Department of Renal Medicine, Sydney West Area Health Service, Westmead Hospital, Hawkesbury Road, Westmead, Australia.
Nephrology (Carlton). 2010 Apr;15(3):288-93. doi: 10.1111/j.1440-1797.2009.01184.x.
Anaemia management with erythropoiesis-stimulating agents (ESA) and i.v. iron replacement in haemodialysis patients poses several clinical challenges, including maintaining stable haemoglobin (Hb) levels within target ranges while achieving lowest effective ESA dose. This manuscript describes the effect of implementing proactive protocol-driven adjustments for iron and ESA in maintenance haemodialysis patients.
This was a cohort study of 46 satellite haemodialysis patients examined from 2004 to 2006 with protocol implementation in 2005. Baseline haemoglobin, transferrin saturations (TSAT), ferritin values and ESA administration were obtained during 2004. Follow-up data was collected in 2006 and compared to baseline values in reference to specified targets in the 2004 Caring for Australasians with Renal Impairment (CARI) guidelines.
Fifty-four percent of patients achieved haemoglobin targets during follow up versus 43% patients during baseline. Seventy-nine percent of patients achieved TSAT targets during follow up versus 67% patients during baseline. Ninety percent of patients achieved ferritin targets during follow up versus 75% patients during baseline. Odds ratios for values falling within target ranges during follow up compared to baseline were 1.63 (Hb: P = 0.037; 95% confidence interval (CI), 1.03-2.57), 1.90 (TSAT: P = 0.006; 95% CI, 1.20-3.01) and 3.72 (ferritin: P = 0.003; 95% CI, 1.57-8.83). There was a trend toward lower average ESA dose (P = 0.07).

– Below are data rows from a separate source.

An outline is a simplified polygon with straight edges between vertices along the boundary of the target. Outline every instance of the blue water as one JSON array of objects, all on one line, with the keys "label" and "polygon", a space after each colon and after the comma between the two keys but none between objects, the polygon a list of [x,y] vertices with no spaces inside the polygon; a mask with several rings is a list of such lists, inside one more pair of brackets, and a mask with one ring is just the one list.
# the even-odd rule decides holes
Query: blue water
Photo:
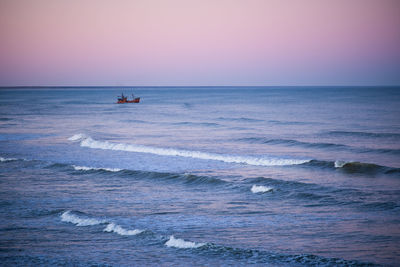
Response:
[{"label": "blue water", "polygon": [[0,89],[0,265],[395,266],[399,251],[400,88]]}]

This study demonstrates the successful implementation and efficacy of a proactive protocol for iron and ESA treatment in haemodialysis patients. Benefits include increased concordance with historical guideline targets and decreased haemoglobin variability. Improved iron status and optimizing ESA response allows for lower ESA doses, limiting both potential side-effects of ESA (hypertension) and the burgeoning costs of anaemia management.
在血液透析患者中使用促红细胞生成素刺激剂(ESA)和静脉铁剂替代治疗贫血会带来一些临床挑战,包括在达到目标范围内的稳定血红蛋白(Hb)水平的同时,实现最低有效 ESA 剂量。本文描述了在维持性血液透析患者中实施积极主动的基于方案的铁剂和 ESA 调整的效果。
这是一项 2004 年至 2006 年对 46 名卫星血液透析患者进行的队列研究,2005 年实施了方案。在 2004 年获得基线血红蛋白、转铁蛋白饱和度(TSAT)、铁蛋白值和 ESA 给药。在 2006 年收集随访数据,并与 2004 年澳大利亚肾脏损害患者护理(CARI)指南中的特定目标进行比较。
54%的患者在随访期间达到了血红蛋白目标,而在基线期间为 43%的患者。79%的患者在随访期间达到了 TSAT 目标,而在基线期间为 67%的患者。90%的患者在随访期间达到了铁蛋白目标,而在基线期间为 75%的患者。与基线相比,随访期间数值在目标范围内的比值比(OR)为 1.63(Hb:P=0.037;95%置信区间(CI),1.03-2.57),1.90(TSAT:P=0.006;95%CI,1.20-3.01)和 3.72(铁蛋白:P=0.003;95%CI,1.57-8.83)。ESA 平均剂量呈下降趋势(P=0.07)。
本研究证明了在血液透析患者中积极主动的铁剂和 ESA 治疗方案的成功实施和有效性。益处包括提高与历史指南目标的一致性和降低血红蛋白变异性。改善铁状态和优化 ESA 反应可降低 ESA 剂量,既限制了 ESA 的潜在副作用(高血压),又限制了贫血管理的不断增加的成本。